After Fahel moved to Kitchener in 2005, he would bring samples of hummus from his parent's house in Richmond Hill, and share them around at work or at parties with friends and coworkers.
'From the hard chickpea to your office, we control every part of the process as a company.' - Nabil Fahel
His back-alley business started on a business trip to New York City, trying to impress a potential investor.
"I thought how do I get this woman, an investor in New York, a woman who has it all; how do I get her a present that she'll remember," he said.
"Ultimately it led to her saying it was the best hummus she'd ever had."
An entrepreneur at work
During his onboarding at Shopify, Fahel was tasked with creating a functioning website for a product, any product.
Considering the popularity of his mother's recipe, he asked, "why build a fake site?"
"I built the site in a day," he said.
With his mother's support, he launched Black Market Hummus.
His simple one product platform started earning a profit in its first month. Today, with five employees, the small and mighty Black Market Hummus team makes regular deliveries to a number of tech startups, labelling itself the first ever hummus-as-a-service company.
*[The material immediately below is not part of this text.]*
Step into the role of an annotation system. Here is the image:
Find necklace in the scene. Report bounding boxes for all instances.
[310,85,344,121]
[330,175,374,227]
"Software-as-a-service is widely known and becoming a predominant business model that even the largest tech companies are adopting," he explains. "I believe we're the first hummus-as-a-service company in the world."
The subscription based deliveries for each seven dollar tub go out regularly, and have noted interest from companies like Miovision and Google.
"From the hard chickpea to your office, we control every part of the process as a company," Fahel said.
From back-door to big deals
The business exclusively delivers to offices, something Fahel said is designed to preserve freshness.
"We deliver it less than 24 hours after its produced. No other hummus company in the business is doing that," he said.
By only delivering to offices, they can guarantee that there will be someone on hand from 9-5 to receive the order, minimizing delivery failures.
It's not the only thing he believes is unique to his business in the 600 million dollar and growing industry.
"I can tell everybody that I'm having my mother cook for them," he said. "I don't think many corporations can say that."
While he didn't intend for it to be a big business, Fahel said he's not surprised by the popularity.
"It's vegetarian, it's a dish anybody can eat it, and when it's done right it's incredibly tasty," he said. "At the end of the day, I was having fun, and the community responded."